El Maybach negro se alzaba como una barrera infranqueable en medio del camino, sus líneas elegantes contrastando con la rudeza del asfalto. Isabel apretó los labios, consciente de que este encuentro no era una coincidencia. Si Sebastián se atrevía a bloquear el paso con tal descaro, sin duda sabía que Esteban no se encontraba en casa.
"¿Así que todavía tiene el valor de confrontarme?", pensó Isabel, mientras observaba la escena. Sus dedos tamborileaban suavemente contra el cuero del volante.
La aparente osadía de Sebastián le sugería que la familia Bernard no estaba tan hundida como los rumores indicaban.
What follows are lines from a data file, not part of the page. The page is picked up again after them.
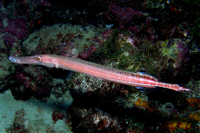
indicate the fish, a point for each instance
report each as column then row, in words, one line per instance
column 96, row 70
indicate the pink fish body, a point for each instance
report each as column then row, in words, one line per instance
column 98, row 71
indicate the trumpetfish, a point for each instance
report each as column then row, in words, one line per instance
column 96, row 70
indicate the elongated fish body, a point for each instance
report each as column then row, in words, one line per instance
column 95, row 70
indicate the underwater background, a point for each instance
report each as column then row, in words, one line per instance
column 160, row 38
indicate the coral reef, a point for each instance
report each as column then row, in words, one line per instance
column 158, row 38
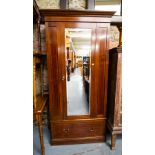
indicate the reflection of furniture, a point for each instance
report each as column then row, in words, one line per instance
column 86, row 85
column 86, row 67
column 114, row 94
column 68, row 70
column 82, row 128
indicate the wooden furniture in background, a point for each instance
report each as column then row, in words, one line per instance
column 82, row 128
column 114, row 122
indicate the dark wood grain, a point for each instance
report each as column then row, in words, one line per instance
column 114, row 123
column 82, row 128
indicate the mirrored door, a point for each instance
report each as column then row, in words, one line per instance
column 77, row 61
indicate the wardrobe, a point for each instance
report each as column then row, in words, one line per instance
column 79, row 128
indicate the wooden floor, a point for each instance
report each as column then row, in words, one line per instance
column 79, row 149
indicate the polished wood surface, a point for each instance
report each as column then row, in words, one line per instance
column 83, row 128
column 114, row 123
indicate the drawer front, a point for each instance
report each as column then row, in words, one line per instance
column 78, row 129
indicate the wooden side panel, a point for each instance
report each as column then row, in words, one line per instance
column 52, row 43
column 114, row 87
column 101, row 57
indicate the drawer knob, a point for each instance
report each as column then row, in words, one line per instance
column 66, row 130
column 91, row 130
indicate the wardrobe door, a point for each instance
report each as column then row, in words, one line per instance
column 78, row 27
column 101, row 71
column 54, row 69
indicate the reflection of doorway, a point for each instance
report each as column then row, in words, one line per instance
column 76, row 91
column 78, row 48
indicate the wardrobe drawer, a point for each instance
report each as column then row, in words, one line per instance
column 77, row 129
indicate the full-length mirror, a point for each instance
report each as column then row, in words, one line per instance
column 78, row 53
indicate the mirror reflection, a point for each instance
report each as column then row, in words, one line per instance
column 78, row 49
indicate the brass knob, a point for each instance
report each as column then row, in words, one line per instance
column 91, row 130
column 63, row 78
column 66, row 130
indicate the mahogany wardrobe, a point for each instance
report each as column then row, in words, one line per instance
column 87, row 127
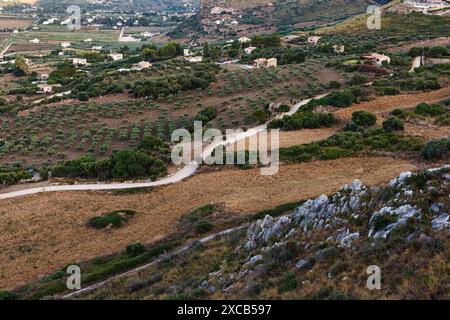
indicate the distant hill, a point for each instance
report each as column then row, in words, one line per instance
column 394, row 24
column 130, row 5
column 11, row 2
column 290, row 12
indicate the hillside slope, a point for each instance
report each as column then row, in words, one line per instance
column 322, row 250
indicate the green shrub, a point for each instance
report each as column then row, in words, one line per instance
column 436, row 150
column 135, row 249
column 203, row 226
column 197, row 214
column 364, row 118
column 382, row 221
column 7, row 295
column 116, row 219
column 303, row 120
column 393, row 124
column 334, row 85
column 283, row 108
column 399, row 113
column 261, row 115
column 288, row 283
column 425, row 109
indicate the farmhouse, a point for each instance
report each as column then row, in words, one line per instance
column 266, row 63
column 244, row 40
column 339, row 49
column 43, row 77
column 79, row 61
column 377, row 58
column 44, row 89
column 314, row 40
column 116, row 56
column 195, row 59
column 249, row 50
column 141, row 65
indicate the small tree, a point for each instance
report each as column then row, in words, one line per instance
column 364, row 118
column 393, row 124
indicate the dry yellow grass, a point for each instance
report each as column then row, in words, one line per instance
column 42, row 233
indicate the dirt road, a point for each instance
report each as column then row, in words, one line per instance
column 42, row 233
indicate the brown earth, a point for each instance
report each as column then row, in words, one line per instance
column 388, row 103
column 42, row 233
column 379, row 107
column 14, row 23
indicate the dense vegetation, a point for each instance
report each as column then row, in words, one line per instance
column 147, row 160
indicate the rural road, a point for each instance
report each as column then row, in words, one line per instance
column 186, row 172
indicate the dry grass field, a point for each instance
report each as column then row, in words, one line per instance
column 42, row 233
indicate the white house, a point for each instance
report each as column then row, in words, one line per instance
column 249, row 50
column 195, row 59
column 339, row 49
column 44, row 88
column 79, row 62
column 141, row 65
column 314, row 40
column 266, row 63
column 116, row 56
column 43, row 77
column 188, row 52
column 244, row 40
column 378, row 58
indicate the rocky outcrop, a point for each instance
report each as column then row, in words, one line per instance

Pero qué equivocada estaba.
Era precisamente la desesperación lo que había empujado a Sebastián hasta este punto. Su cordura pendía de un hilo tan delgado como el humo del cigarrillo que acababa de dejar caer al suelo.
Sus pasos resonaban contra el pavimento mientras se acercaba. Isabel frunció el ceño, su rostro componiendo una máscara de disgusto que no se molestó en disimular.
A un metro de distancia, Sebastián se detuvo. La proximidad permitió a Isabel contemplar el caos que habitaba en su mirada: un remolino de emociones donde el vacío, la tristeza y el dolor danzaban en una amalgama turbulenta.
—¿Vienes a rogar por Iris? —preguntó Isabel, entrecerrando los ojos.
Para ella, solo había una explicación posible para ver a Sebastián en ese estado. A pesar de los rumores que Paulina y Andrea le habían compartido sobre la familia Galindo, Isabel estaba convencida de que la devoción ciega de Carmen y Sebastián hacia Iris superaba cualquier otra consideración.
El dolor en los ojos de Sebastián se intensificó al escuchar sus palabras.
—¿Rogar? —su voz surgió áspera, cargada de una angustia infinita.
Isabel arqueó una ceja con desprecio.
—¿No? Entonces supongo que vienes a amenazarme, a tratar de someterme —comentó con acidez—. Al fin y al cabo, ni tú ni los Galindo han sabido hacer otra cosa. ¿Cuántas tácticas diferentes usaron en aquel entonces? —una risa amarga escapó de sus labios—. Ja...
Sebastián permaneció en silencio. Las palabras 'amenazar' y 'someter' parecieron golpearlo físicamente, como si cada sílaba fuera un puñetazo directo al pecho. Cerró los ojos mientras su cuerpo entero temblaba, sus puños tan apretados que los nudillos se tensaron bajo la piel.